Halo Studios continues to prepare Halo: Campaign Evolved for release, but new demonstrations of the game have raised questions about its technical state. Previously, part of the community was skeptical about the developers' decision to abandon their proprietary Slipspace Engine in favor of Unreal Engine 5, and fresh tests show that these fears may not have been unfounded.
In a new preview, blogger Jackfrags demonstrated a build of the game running on a system with an AMD Ryzen 9 9950X3D processor and an NVIDIA RTX 5090 graphics card — the most powerful consumer GPU on the market. At 1440p resolution, maximum graphics settings, and using DLAA technology without upscaling, performance mostly stayed at 90–100 frames per second. Only in enclosed spaces did the frame rate rise to 120 fps, which many players consider an unexpectedly low result for such a configuration.

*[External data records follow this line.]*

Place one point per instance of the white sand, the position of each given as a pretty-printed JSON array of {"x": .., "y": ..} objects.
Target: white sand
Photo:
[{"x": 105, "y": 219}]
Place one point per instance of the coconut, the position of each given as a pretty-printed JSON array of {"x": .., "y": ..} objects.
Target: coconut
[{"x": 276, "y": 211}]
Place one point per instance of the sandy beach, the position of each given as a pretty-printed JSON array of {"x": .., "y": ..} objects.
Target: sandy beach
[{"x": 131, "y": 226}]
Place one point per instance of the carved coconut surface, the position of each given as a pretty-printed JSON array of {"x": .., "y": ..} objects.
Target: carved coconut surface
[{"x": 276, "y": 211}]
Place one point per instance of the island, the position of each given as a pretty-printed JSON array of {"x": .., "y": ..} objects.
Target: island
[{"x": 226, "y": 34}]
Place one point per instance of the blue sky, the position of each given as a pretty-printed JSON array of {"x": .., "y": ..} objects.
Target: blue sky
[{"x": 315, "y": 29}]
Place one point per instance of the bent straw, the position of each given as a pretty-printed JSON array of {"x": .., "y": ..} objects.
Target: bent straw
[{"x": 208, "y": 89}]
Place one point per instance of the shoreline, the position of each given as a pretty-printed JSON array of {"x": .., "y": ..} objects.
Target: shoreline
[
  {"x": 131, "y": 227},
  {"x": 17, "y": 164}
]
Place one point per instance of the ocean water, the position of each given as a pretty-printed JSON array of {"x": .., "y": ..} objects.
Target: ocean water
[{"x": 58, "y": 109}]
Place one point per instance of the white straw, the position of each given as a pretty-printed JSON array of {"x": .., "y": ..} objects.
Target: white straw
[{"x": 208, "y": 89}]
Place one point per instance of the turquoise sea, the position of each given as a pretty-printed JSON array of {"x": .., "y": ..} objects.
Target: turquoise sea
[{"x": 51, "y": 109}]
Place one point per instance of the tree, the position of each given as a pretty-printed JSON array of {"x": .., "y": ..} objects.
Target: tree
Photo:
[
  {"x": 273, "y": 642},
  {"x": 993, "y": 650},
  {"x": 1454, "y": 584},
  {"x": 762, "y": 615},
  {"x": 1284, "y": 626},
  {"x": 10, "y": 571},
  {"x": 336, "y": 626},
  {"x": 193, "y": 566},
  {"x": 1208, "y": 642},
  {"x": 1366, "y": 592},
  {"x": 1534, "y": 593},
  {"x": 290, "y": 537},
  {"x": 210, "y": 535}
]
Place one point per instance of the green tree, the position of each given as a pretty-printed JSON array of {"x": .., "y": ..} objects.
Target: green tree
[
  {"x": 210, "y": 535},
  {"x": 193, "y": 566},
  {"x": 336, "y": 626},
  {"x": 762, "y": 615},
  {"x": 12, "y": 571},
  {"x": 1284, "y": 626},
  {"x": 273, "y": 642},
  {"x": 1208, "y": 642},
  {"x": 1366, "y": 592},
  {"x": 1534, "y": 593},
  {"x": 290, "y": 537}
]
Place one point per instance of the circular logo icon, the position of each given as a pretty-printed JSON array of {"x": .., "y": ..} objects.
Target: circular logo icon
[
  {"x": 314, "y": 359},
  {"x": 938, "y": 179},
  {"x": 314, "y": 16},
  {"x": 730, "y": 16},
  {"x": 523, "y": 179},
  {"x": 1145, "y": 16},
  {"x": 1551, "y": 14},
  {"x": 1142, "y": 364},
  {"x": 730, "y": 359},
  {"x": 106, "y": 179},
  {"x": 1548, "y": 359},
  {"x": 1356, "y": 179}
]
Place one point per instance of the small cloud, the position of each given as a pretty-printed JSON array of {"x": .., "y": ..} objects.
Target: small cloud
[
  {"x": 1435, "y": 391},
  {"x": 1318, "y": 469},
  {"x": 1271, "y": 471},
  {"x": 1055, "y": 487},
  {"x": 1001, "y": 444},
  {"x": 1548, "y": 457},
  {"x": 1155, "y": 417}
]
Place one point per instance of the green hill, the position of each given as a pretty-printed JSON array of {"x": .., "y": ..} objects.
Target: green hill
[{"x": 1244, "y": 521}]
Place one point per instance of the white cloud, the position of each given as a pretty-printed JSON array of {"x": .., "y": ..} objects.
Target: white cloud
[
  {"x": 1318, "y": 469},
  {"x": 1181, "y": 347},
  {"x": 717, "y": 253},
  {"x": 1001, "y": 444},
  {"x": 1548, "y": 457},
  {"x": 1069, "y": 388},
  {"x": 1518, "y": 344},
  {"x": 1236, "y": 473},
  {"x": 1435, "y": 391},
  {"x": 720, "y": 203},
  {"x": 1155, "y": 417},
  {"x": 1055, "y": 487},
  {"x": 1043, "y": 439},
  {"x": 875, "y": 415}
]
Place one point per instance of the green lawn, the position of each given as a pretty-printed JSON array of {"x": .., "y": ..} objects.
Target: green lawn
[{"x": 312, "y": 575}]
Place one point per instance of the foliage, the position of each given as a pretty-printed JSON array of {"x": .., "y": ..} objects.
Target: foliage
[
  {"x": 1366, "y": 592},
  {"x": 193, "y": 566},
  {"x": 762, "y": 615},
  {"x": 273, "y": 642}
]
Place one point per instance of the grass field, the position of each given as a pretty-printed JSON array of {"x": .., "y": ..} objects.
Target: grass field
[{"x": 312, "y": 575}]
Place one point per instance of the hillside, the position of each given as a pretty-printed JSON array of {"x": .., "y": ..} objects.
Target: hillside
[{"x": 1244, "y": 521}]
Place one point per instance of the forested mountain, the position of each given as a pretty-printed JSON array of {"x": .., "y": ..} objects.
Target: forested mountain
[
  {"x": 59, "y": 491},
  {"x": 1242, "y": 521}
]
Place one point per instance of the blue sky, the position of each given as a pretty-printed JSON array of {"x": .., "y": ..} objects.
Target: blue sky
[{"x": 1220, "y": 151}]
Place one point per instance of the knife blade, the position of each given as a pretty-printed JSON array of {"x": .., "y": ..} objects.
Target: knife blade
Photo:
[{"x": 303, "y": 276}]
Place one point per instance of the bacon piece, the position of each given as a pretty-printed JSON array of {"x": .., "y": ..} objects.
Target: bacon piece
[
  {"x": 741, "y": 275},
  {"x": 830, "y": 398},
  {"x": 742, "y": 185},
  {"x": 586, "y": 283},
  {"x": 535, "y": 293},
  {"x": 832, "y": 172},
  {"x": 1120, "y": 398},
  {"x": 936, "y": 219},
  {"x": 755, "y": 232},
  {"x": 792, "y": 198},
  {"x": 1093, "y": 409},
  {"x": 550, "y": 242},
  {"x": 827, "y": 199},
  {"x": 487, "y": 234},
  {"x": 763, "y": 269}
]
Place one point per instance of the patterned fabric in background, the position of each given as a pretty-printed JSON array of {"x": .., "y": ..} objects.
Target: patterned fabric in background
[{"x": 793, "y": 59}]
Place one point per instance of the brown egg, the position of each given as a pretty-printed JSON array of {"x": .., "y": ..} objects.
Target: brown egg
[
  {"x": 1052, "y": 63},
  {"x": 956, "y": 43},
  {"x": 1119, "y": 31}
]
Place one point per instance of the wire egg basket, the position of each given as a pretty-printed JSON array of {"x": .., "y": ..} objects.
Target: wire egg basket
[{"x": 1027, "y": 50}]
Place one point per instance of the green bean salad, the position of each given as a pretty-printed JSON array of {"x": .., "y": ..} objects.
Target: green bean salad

The data obtained also provides a new perspective on the game's official system requirements. For 4K at 60 fps on ultra settings, the developers recommend an RTX 4080-level graphics card and 32 GB of RAM. However, testing results indicate that to achieve such performance, users will likely have to actively use image scaling technologies such as DLSS, AMD FSR, or Intel XeSS. Owners of less powerful systems will most likely need to further reduce graphics settings and resort to frame generation.